2.20. TQL Fragments¶
TQL fragments provide a mechanism to evaluate TQL expressions as part of another operation.
load()
and insert()
use TQL fragments to transform raw input data and map input columns to frame columns using the input_filter
parameter.
The fragment must be passed as a Python string:
frame.load(file, input_filter = '<fragment code>')
frame.insert([ [ 0, 1 ], [ 1, 2 ]], input_filter = '<fragment code>')
A TQL fragment supports a subset of TQL’s clauses, expressions and functions that can be evaluated in a stateless manner.
A TQL fragment can only contain the clauses WHERE
and RETURN
to support filtering and output mapping respectively.
Other TQL clauses are not allowed in a fragment.
For input operations, a TQL fragments is applied independently to each row of the input data to produce the final output data stored in the frame.
The example below shows a simple TQL fragment that filters raw input data based on the value of one of the columns and computes the output columns of the target frame. The first column has ten added to it, while the second column is passed through unmodified.
WHERE a.value > 0
RETURN a.value + 10, a.text
The input to a TQL fragment is the raw data coming from the input operation (file or Python client data) organized in a single row. All columns present in the input are available to the fragment for evaluation. A schema is derived for the raw input data using type inference to map the input data types to xGT’s types. Column names are automatically computed from the schema.
TQL requires a bound variable to refer to columns that are part of the row.
TQL fragments can use any name for this implied bound variable, but only a single name is allowed.
In the example above, the bound variable a
is the only name allowed to refer to the input row.
An expression b.property
in the same TQL fragment will produce an error as it refers to a different bound variable.
2.20.1. Interaction with Different Data Sources¶
TQL fragments are supported for all of xGT’s input data sources:
Parquet files.
CSV files with and without headers.
Client data as Python list of lists, pandas DataFrames, or pyarrow Tables.
While the behavior of TQL fragments is uniform across all input sources, there are slight differences between the input sources with respect to schema data types and column names.
2.20.1.1. Parquet Files¶
Parquet files are the simplest case, as they contain a schema as part of their metadata. The column names contained in the file’s schema are used to refer to the input data’s columns. All xGT data types are inferred automatically from the native Parquet data types except for the IPADDRESS type. Columns that potentially contain IP address data are presented to the fragment as strings (or lists of strings for list types) and the TQL fragment must treat them as such. xGT supports passing those strings directly to the output frame’s IP address column if no processing is required.

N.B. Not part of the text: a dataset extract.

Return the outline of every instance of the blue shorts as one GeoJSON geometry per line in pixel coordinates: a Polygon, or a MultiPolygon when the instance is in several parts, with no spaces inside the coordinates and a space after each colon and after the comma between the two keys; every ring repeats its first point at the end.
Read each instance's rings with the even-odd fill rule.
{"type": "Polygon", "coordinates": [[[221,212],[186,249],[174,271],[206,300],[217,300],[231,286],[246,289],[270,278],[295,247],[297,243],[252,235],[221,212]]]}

frame = conn.create_table_frame(
name = 'graph__Table',
schema = [['col0', xgt.INT],
['col1', xgt.IPADDRESS]])
WHERE input.value > 0
RETURN input.value + 10, input.ipaddress_as_string
2.20.1.2. CSV Files¶
To process CSV files using a TQL fragment, xGT automatically infers a schema from the raw data. All xGT types (including IP addresses and lists of IP addresses) are inferred from the CSV input.
CSV files that include headers will use the column names declared in the header as the column names available in the TQL fragment.
CSV files without headers will use automatically generated column names starting with the prefix f
.
This code shows the frame’s schema as declared on creation.
frame = conn.create_table_frame(
name = 'graph__Table',
schema = [['column_a', xgt.INT],
['column_b', xgt.IPADDRESS]])
The raw CSV input data is:
0, 128.0.0.1
1, 128.0.0.2
2, 128.0.0.3
Because there are no headers in the CSV file, the inferred schema is:
schema = [['f0', xgt.INT],
['f1', xgt.IPADDRESS]]
The fragment must be written using those column names:
WHERE b.f0 > 0
RETURN b.f0 + 10, b.f1
2.20.1.3. Python Data¶
Python data is treated in a similar manner to Parquet data but without column names (as there is no schema metadata). Columns that contain IP address data will be inferred as columns of strings. Column names are automatically generated in the same manner as for CSV files without headers.
The code below shows the frame’s schema as declared on creation.
frame = conn.create_table_frame(
name = 'graph__Table',
schema = [['column_a', xgt.INT],
['column_b', xgt.IPADDRESS],
['column_c', xgt.LIST, xgt.TEXT]])
The raw Python input data is:
[[ 1, 128.0.0.1, [ "one" ]],
[ 2, 128.0.0.2, [ "one", "two" ]],
[ 3, 128.0.0.3, [ "one", "two", "three" ]]]
The inferred schema is:
schema = [['f0', xgt.INT],
['f1', xgt.TEXT],
['f2', xgt.LIST, xgt.TEXT]]
The fragment must be written using those column names:
WHERE python_data.f0 > 0
RETURN python_data.f0 + 10, python_data.f1, tail(python_data.f2)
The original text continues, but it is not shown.